Awakened more to our common humanity, the pedestals will crumble. The tendency to elevate celebrities, heroes, wealthy, accomplished, famous, and those who we deem most holy must collapse. Every human is rooted in the same ground now. We are all dealing with struggles and sickness, none with no more might than any other. In the fragments of our tendency to uplift others, we'll discover a message: God designed us for equality, for fraternity and communion.

With the pedestals broken down, we have a new question: who can we look up to now?

We may be tempted to look for heroes and saviors. Yes, of course, some have the duty to be on the front lines — thanks be to God for those who make this offering, for those who did sacrifice themselves, in the style of the martyrs of Alexandria. But please don't think that this is the duty of the Catholic sister. Rather reserve this role for those who are highly trained and have deeply discerned that this what the Spirit is urging of them.

We can be overeager to inflate the meaning of our vocation and embrace a call to sacrifice. Stories about humans who boldly risk their health and security for the sake of others become like new bread to us — bread that will grow stale and only offered false solutions and hope. Put another way, this is a good time to resist the temptation to be a hero or find other humans we can put on pedestals.

The cross, where Jesus hangs, that's who we are meant to look up to. The cross: a sign of human suffering, humanity, an expression of oneness, of human brokenness, of endurance, pain, submission, acceptance. Even Jesus Christ our savior and redeemer was susceptible to heartache, anguish, injustice, loss of life. Memento mori, he seems to murmur from overhead, his mouth bleeding with love for all.

We are one, and together we have arrived at a terrible time, a time that some anticipated and imagined. Yet there's a potential in the moment that is beyond what we expected. Now we must listen to Jesus and hear how to respond, how to live our vocation of love in the midst of crisis.

We are no better than anyone else, but we have been deeply doing work to get ready for this time. We have been tending to our bodies and minds for years. Love is the contemplative life of self-care. We have been tireless in our devotion to our inner work, to honoring our humanity. As sisters, we are doing the inner work, we are being true to ourselves. We are modeling this for others.

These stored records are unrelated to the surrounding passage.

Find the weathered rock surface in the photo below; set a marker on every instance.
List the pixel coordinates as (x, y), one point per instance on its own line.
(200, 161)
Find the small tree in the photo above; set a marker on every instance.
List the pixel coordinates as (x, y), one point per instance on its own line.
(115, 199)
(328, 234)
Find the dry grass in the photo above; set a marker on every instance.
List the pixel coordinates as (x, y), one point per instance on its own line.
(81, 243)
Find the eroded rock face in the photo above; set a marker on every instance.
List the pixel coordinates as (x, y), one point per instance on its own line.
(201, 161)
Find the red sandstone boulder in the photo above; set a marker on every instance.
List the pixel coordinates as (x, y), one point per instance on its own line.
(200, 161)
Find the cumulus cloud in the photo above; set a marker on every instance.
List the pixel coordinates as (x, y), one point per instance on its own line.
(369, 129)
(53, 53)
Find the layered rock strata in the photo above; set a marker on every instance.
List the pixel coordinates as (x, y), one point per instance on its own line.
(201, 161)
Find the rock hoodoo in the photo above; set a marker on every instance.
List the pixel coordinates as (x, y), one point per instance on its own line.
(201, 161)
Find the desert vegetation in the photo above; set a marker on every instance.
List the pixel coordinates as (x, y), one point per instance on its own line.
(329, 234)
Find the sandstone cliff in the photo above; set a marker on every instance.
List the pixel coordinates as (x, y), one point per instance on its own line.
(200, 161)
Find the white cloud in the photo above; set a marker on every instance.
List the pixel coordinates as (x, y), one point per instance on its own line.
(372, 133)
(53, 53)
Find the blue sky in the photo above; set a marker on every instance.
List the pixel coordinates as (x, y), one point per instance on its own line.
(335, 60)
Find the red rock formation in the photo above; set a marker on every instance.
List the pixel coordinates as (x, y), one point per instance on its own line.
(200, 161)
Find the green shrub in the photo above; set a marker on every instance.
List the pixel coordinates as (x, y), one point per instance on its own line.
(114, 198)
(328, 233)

Thank you, my dear Catholic sisters, for showing me that we are committed to living the Gospel in a unique way through our vowed life, though we are as ordinary as everyone else, weak and needy and moving toward death. Those of you who have explored the depths of what it means to be human, tending to your joys and sorrows and hopes and joys, you are the ones who are teaching me how to respond in love during this moment of crisis. You are teaching us all how to be whole in the sight of God, how to honor our God-given equality. You show me the true meaning of humility.

In this crisis we are called to offer our authenticity and wholeness, shaped by our service and compassion, and our devotion to silence and true love. I am convinced that the call of the Catholic sister is to offer the gift of our humanity, our gaze upon the cross, and the consciousness of our God-given equality. We offer our selves.